TUESWU a continué à nouer des relations avec d’autres organisations syndicales internationales et d’autres syndicats. Actuellement, notre syndicat travaille étroitement avec la Fédération américaine des enseignants, des syndicats de travailleurs de l’éducation et des sciences en Slovaquie, en Moldavie, en Géorgie, en Lettonie, en Lituanie, en Pologne en Grande-Bretagne et en France dont le Sgen-CFDT. Dès les premiers jours de guerre, des éducateurs de l’Est et du Sud du pays, où se déroulaient des actions militaires russes, ont dû fuir à l’étranger. Ils ont presque tout perdu, y compris leur travail. C’est pourquoi notre syndicat a décidé de créer des pôles éducatifs dans les régions occidentales de l’Ukraine.
Notre syndicat en partenariat avec le Programme des Nations Unies pour le Développement a mis en œuvre le projet « Éducation sans limites » ouvrant des espaces éducatifs pour les éducateurs et étudiants déplacés. L’objectif du projet est de fournir aux enseignants un accès continu au processus d’apprentissage, aux conditions de travail permettant de soutenir les jeunes, les enfants en leur offrant des opportunités d’apprentissage et de développement ultérieur. Dans ces centres, nous prévoyons de commencer des cours d’anglais pour les étudiants des territoires occupés mais aussi pour les étudiants qui veulent devenir enseignants.
Vous recevez des aides financières par solidarité, comment utilisez vous ces fonds en Ukraine ?
Au cours des deux dernières années, notre syndicat a reçu une aide financière du Fonds de Solidarité International pour l’éducation et des contributions financières directes des syndicats de différents pays (NDLR : le Sgen-CFDT a versé 50 000 €). Tous ces fonds ainsi que les fonds propres de notre syndicat ont été versés à ses membres blessés, aux familles des éducateurs tués, à ceux qui ont perdu leurs maisons ou dont la maison est partiellement détruite.
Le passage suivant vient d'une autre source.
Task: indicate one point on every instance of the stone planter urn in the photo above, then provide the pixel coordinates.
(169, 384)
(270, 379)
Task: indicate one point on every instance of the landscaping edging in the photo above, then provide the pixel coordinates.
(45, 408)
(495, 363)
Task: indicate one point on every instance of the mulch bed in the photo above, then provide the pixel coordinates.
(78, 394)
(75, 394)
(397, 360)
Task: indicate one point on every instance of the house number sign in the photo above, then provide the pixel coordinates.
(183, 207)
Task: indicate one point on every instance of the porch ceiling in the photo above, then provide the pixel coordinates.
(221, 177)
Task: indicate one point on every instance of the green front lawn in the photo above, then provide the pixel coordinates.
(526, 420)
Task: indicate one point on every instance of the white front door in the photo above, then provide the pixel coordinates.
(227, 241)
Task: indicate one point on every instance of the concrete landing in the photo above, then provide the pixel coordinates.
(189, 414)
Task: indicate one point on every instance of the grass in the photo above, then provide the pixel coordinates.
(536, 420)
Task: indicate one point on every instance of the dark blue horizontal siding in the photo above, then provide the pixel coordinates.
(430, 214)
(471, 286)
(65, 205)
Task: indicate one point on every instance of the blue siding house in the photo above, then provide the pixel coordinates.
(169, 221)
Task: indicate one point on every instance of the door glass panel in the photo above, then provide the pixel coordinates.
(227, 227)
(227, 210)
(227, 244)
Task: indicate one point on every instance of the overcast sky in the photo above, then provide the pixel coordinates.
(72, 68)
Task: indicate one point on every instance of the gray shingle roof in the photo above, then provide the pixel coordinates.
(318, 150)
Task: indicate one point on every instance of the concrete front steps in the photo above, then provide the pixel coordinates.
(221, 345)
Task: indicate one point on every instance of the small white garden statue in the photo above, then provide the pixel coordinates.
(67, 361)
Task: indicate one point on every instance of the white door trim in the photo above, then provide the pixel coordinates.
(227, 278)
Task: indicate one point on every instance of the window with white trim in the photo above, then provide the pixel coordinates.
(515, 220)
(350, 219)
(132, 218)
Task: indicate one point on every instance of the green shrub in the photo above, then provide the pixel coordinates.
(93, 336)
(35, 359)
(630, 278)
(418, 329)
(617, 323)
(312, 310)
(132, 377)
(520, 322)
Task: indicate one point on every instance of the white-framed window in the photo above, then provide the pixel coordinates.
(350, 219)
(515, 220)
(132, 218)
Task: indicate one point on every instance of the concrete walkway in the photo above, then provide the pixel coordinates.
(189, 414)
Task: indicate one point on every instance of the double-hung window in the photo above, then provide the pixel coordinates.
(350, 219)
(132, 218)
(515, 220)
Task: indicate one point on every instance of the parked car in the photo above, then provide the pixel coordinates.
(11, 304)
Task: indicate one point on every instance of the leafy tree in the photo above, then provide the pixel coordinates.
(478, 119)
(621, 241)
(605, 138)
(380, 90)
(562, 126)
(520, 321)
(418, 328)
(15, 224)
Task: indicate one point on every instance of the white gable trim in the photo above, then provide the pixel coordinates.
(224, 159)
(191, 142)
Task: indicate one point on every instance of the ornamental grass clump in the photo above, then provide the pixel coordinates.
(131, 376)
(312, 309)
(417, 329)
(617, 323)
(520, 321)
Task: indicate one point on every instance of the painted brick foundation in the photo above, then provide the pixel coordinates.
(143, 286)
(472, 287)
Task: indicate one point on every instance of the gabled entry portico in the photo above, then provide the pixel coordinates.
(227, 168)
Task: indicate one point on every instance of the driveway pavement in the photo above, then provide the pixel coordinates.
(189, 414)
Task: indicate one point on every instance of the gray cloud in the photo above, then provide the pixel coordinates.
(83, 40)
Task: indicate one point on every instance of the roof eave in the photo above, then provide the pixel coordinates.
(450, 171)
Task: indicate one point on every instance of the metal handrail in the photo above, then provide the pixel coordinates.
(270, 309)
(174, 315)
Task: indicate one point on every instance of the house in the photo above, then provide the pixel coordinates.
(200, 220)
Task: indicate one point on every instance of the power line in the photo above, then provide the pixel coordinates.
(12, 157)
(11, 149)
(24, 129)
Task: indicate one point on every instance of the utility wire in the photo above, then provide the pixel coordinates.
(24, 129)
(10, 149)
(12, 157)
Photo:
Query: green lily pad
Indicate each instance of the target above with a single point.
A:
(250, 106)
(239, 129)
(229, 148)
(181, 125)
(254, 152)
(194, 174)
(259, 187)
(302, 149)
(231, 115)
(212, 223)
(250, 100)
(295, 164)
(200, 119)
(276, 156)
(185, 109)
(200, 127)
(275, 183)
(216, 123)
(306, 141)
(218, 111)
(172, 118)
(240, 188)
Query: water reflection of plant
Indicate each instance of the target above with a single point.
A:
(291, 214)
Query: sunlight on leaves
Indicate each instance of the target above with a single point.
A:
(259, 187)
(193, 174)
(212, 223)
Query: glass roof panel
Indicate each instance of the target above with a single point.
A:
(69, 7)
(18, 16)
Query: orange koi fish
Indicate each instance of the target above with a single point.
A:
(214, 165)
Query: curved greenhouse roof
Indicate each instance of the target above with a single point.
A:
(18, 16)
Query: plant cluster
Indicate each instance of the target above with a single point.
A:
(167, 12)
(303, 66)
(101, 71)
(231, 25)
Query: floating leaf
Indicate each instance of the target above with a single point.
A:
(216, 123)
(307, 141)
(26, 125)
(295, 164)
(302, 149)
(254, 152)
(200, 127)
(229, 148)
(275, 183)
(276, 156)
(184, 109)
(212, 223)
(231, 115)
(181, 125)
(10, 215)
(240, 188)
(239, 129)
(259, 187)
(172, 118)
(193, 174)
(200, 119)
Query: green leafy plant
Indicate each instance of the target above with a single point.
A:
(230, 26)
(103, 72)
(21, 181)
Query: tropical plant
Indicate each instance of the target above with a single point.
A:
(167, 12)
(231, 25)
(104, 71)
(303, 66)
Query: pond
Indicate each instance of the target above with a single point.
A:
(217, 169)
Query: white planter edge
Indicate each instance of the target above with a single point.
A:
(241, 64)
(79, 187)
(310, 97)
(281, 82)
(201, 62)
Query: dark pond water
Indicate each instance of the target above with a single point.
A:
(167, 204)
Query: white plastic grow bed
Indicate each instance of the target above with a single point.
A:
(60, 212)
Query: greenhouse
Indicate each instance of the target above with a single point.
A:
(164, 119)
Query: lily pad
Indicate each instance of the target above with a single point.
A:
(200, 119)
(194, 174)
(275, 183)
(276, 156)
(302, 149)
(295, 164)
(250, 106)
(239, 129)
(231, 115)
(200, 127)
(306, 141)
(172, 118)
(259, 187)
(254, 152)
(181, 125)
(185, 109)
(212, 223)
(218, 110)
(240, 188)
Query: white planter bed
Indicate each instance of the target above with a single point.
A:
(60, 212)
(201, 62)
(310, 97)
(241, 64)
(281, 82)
Cela a permis aussi de maintenir l’éducation en achetant des tablettes numériques pour les enfants. Les personnes déplacées à l’intérieur du pays ont reçu une aide financière ciblée de la part de notre syndicat.
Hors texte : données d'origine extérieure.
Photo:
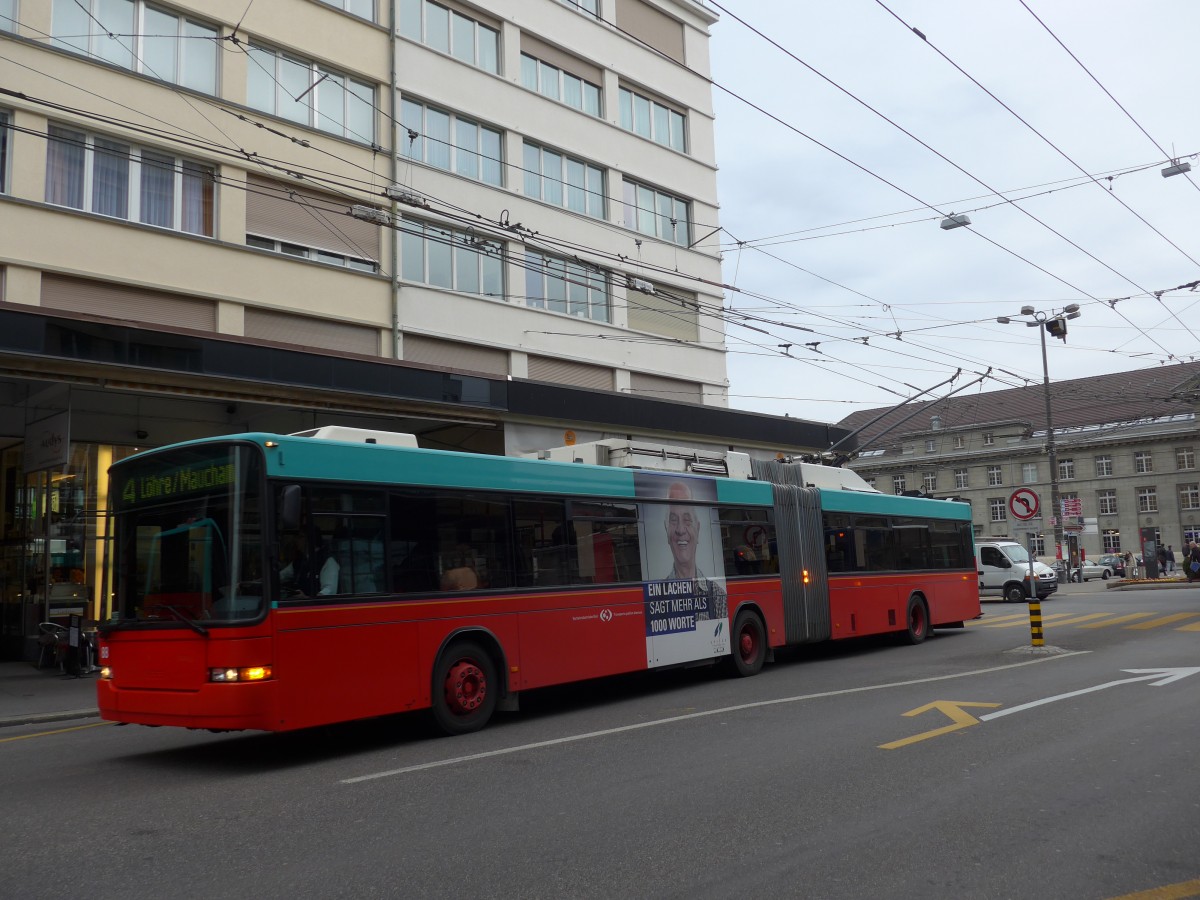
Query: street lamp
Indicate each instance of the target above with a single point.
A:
(1054, 323)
Pendant l’hiver 2023 – 2024, le TUESWU en coopération avec nos partenaires internationaux a fourni 50 groupes électrogènes à 12 établissements d’enseignement dans l’une des régions où se trouvaient le plus d’enfants déplacés à l’intérieur du pays. Notre syndicat a également achevé la mise en œuvre du projet « Solidarité Plus : protéger les enfants de la guerre » financé par nos partenaires italiens. Ce projet a pour objectif de créer un environnement sûr pour les enfants et les enseignants, notamment organisant un refuge souterrain dans une école secondaire de la région de Kiev. Grâce à ce projet, aujourd’hui 2000 enfants peuvent poursuivre leurs études en présentiel.
Mais encore ?
Pour la seconde année consécutive, le Syndicat, avec le soutien et l’aide financière de nos collègues allemands, envoie des groupes d’enfants de syndicalistes ayant souffert de la guerre, souffrant de traumatismes psychologiques suite aux sirènes et/ou attaques incessantes, bénéficier de réadaptations ou de loisirs dans des camps d’été dans toute l’Allemagne. Nous organisons aussi en partenariat avec le syndicat lituanien des camps d’été en Lituanie pour les enfants et les enseignants.
Nous tenons à remercier sincèrement toutes celles et tous ceux qui nous soutiennent.